The good news for the wireless industry is that the court upheld the FCC’s clarifications on siting approval timelines and equipment limitations, which offers some predictability for wireless companies. Specifically:

  • Commencement of the Shot Clock: The 60-day review period for an eligible facilities request (“EFR”), known as the “shot clock,” begins to run when the applicant (a) takes the first procedural step the local jurisdiction requires as part of its review process, and (b) submits written documentation showing a proposed modification qualifies as an eligible facilities request. The FCC Ruling was intended to address delays caused by localities’ requirements that applicants undergo multiple steps (such as a series of pre-application meetings) before deeming an application complete.  The FCC explained that the first step triggering the shot clock must be within the applicant’s control and be objectively verifiable.
  • Calculating when a tower antenna modification is an EFR. To qualify for streamlined permitting, an antenna modification on a tower located outside the public right-of-way must avoid increasing the height of the tower by either (a) more than 10% or (2) the height of the one additional antenna array with separation from the nearest existing antenna not to exceed 20-feet. The 2020 FCC Ruling clarified that “separation from the nearest existing antenna” means the space between the antennas, i.e., the distance from the top of the highest existing antenna on the tower to the bottom of the proposed new antenna to be deployed above it.  Thus, there are two ways to look at the impact of a proposed antenna modification. The first is to look holistically at the tower, considering the impact on tower height. The second is to look at the details of the modification itself, checking the gap size between the end of the existing antenna array and the beginning of the new antenna array. The modification must only satisfy one of these tests to qualify as an EFR. 
  • Calculating when the addition of an equipment cabinet is an EFR. To qualify for streamlined permitting, an equipment cabinet addition must avoid (a) the installation of more than the standard number of new equipment cabinets for the technology involved, not to exceed four cabinets; and (b) for towers in the public right-of-way and base stations, involve the installation of any new equipment cabinets on the ground if there are no pre-existing ground cabinets or else involve installation of ground cabinets that are more than 10% larger in height or overall volume when compared to any other ground cabinet associated with the structure.  The 2020 FCC Ruling clarified that the maximum number of additional equipment cabinets that can be added is measured for each separate EFR and not cumulatively. Additionally, the term “equipment cabinet” refers only to physical containers for smaller, distinctive devices and not to transmission equipment manufactured with outer protective covers, regardless of whether such transmission equipment is visible from the ground. 

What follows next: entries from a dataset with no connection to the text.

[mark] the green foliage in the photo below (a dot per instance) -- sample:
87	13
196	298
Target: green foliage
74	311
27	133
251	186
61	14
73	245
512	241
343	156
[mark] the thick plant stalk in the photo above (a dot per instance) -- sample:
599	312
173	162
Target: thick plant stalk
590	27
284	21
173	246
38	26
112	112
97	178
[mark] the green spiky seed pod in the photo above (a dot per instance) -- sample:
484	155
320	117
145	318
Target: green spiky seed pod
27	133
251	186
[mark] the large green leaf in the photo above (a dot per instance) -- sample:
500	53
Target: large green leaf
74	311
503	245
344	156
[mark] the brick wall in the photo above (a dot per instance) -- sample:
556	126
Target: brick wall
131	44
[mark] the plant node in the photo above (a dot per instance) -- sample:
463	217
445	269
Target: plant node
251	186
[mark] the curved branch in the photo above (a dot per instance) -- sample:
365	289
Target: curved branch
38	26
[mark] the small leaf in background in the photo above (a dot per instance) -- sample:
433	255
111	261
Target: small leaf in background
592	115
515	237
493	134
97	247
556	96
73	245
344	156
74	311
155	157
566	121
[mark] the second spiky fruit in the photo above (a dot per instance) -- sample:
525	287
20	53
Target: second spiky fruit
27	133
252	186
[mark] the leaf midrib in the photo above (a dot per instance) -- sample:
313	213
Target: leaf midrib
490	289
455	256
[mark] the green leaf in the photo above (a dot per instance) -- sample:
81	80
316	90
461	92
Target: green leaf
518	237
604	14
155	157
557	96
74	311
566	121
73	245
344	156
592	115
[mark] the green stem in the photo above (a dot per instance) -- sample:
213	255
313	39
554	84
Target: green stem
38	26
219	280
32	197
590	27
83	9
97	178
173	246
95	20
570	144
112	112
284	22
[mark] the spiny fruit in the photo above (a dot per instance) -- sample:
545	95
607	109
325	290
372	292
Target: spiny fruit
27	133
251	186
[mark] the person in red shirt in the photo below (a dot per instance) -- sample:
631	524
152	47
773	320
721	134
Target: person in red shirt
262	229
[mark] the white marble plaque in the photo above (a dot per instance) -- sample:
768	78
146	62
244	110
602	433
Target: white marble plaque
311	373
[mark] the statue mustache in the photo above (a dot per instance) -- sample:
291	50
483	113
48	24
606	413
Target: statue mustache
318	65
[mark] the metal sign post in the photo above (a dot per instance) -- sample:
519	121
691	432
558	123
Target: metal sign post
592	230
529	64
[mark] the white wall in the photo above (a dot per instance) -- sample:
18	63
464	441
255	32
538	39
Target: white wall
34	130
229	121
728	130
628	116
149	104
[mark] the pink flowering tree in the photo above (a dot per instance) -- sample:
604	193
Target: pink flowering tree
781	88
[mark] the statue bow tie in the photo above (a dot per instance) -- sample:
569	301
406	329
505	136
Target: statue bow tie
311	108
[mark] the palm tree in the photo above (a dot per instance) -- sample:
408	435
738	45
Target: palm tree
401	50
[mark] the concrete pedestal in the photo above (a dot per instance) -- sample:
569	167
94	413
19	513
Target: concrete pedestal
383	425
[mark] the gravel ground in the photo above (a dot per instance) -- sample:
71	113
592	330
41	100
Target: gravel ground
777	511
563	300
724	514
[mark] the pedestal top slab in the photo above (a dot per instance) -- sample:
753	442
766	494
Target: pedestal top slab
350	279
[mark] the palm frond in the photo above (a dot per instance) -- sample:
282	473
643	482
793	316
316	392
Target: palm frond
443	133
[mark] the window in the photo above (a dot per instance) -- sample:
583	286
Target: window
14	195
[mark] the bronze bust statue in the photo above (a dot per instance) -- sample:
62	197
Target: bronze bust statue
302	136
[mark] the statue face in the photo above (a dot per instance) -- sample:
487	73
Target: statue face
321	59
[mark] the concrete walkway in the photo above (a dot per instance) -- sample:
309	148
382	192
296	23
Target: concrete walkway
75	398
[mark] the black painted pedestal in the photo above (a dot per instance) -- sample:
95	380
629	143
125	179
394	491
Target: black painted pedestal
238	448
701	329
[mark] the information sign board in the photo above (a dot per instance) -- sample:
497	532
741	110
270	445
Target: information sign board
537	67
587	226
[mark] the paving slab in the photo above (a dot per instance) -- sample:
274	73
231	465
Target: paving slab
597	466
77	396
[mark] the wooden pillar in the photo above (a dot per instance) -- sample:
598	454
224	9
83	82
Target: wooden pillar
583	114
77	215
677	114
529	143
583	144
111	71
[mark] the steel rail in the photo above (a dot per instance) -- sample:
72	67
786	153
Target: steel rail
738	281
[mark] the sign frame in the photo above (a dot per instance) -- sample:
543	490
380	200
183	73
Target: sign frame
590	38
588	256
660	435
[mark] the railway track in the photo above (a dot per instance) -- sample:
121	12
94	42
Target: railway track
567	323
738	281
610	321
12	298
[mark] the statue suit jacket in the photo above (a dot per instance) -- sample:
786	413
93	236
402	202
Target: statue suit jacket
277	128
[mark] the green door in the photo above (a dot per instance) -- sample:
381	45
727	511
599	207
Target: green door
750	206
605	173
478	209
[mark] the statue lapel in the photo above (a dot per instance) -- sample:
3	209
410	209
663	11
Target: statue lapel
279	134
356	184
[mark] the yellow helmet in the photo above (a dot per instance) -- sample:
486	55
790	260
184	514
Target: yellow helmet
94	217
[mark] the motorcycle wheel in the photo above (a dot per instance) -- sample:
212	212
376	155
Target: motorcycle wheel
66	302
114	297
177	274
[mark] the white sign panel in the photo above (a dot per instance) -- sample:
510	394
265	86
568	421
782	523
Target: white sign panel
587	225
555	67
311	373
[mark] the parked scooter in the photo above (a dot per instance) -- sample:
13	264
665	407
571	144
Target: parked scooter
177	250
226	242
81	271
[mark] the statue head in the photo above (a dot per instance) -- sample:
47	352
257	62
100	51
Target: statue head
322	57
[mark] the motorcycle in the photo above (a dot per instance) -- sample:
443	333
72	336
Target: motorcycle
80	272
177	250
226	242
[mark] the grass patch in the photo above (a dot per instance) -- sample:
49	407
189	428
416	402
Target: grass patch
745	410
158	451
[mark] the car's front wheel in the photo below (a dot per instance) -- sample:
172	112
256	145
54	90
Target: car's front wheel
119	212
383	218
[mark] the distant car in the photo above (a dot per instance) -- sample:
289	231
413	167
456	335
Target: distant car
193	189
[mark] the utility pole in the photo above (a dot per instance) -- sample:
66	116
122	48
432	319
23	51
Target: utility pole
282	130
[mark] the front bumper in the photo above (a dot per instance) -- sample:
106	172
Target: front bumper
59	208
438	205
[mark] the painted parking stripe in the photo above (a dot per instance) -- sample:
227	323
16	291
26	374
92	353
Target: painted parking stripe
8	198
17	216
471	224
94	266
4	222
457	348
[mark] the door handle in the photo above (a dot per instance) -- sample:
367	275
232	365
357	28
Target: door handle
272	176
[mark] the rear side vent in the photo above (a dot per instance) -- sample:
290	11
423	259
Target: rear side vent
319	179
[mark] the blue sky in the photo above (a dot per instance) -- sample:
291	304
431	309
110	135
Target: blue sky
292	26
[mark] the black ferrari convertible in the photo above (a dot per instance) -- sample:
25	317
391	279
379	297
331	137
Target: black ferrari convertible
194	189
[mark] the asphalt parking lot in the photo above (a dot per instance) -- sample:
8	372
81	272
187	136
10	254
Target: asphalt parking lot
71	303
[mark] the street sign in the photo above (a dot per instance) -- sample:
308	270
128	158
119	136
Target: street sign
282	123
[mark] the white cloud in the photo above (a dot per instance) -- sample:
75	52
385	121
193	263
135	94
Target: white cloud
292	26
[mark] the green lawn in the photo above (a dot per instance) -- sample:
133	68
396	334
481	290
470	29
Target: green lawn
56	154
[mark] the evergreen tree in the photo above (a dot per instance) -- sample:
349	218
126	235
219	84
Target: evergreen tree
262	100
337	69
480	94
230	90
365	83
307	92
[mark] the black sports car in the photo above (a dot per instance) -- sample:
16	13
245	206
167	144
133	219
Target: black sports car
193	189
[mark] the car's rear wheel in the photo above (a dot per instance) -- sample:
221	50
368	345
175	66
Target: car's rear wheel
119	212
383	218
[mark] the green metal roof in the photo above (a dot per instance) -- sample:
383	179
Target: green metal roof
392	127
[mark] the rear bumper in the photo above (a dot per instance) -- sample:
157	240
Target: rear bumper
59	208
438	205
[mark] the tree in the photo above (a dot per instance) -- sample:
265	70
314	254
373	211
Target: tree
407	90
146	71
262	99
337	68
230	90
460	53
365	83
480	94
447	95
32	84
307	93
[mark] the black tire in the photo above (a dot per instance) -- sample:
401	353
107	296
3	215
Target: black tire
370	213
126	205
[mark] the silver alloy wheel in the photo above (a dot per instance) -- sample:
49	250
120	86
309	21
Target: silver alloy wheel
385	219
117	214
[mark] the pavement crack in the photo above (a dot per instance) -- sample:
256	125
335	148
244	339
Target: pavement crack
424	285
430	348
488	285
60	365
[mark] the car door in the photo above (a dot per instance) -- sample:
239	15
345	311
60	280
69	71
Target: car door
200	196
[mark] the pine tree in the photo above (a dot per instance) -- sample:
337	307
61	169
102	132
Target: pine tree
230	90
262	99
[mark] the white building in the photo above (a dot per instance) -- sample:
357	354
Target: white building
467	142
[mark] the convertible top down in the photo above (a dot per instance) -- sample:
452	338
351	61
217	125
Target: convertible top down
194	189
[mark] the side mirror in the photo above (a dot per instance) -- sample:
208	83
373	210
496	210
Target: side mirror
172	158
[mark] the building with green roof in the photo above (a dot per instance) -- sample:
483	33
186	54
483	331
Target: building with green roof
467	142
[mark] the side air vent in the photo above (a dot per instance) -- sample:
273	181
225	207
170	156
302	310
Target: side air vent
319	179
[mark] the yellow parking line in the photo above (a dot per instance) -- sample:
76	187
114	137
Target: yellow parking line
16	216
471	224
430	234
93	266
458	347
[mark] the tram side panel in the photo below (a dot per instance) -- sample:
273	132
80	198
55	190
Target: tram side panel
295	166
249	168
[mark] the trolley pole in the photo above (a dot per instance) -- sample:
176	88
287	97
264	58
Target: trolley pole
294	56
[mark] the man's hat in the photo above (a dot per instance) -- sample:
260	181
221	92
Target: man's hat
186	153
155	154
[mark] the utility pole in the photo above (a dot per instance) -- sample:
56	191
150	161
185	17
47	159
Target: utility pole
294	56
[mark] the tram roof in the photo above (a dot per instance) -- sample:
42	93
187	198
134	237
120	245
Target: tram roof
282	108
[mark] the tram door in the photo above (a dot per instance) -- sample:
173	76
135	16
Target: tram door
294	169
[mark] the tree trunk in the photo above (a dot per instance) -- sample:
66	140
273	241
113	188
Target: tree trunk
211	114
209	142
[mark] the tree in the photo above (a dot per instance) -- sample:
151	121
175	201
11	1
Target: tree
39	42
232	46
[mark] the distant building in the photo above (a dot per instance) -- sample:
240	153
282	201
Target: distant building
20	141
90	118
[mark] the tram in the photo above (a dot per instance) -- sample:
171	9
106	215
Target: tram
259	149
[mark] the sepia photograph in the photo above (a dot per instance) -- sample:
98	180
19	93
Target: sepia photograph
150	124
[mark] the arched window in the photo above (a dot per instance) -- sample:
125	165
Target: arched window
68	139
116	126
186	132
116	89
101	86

However, the court invalidated the FCC’s 2020 Rulemaking establishing whether a modification falls outside the definition of an EFR by defeating a concealment requirement due to the FCC’s failure to follow appropriate process. Specifically: 

  • When a modification substantially changes the physical dimensions of an existing structure by defeating the distinction between a concealment element of an eligible support structure and the conditions associated with siting approval of an eligible support structure.
  • What evidence must the local government show regarding a preexisting condition of approval of a wireless facility? 

The Ninth Circuit’s mixed ruling highlights the ongoing struggle between streamlining deployment and respecting local control. While the ruling offers some clarity, it doesn’t address the core issue: the sometimes painfully slow and unpredictable permitting process for wireless infrastructure. This process delays the expansion of critical networks and hinders America’s digital progress.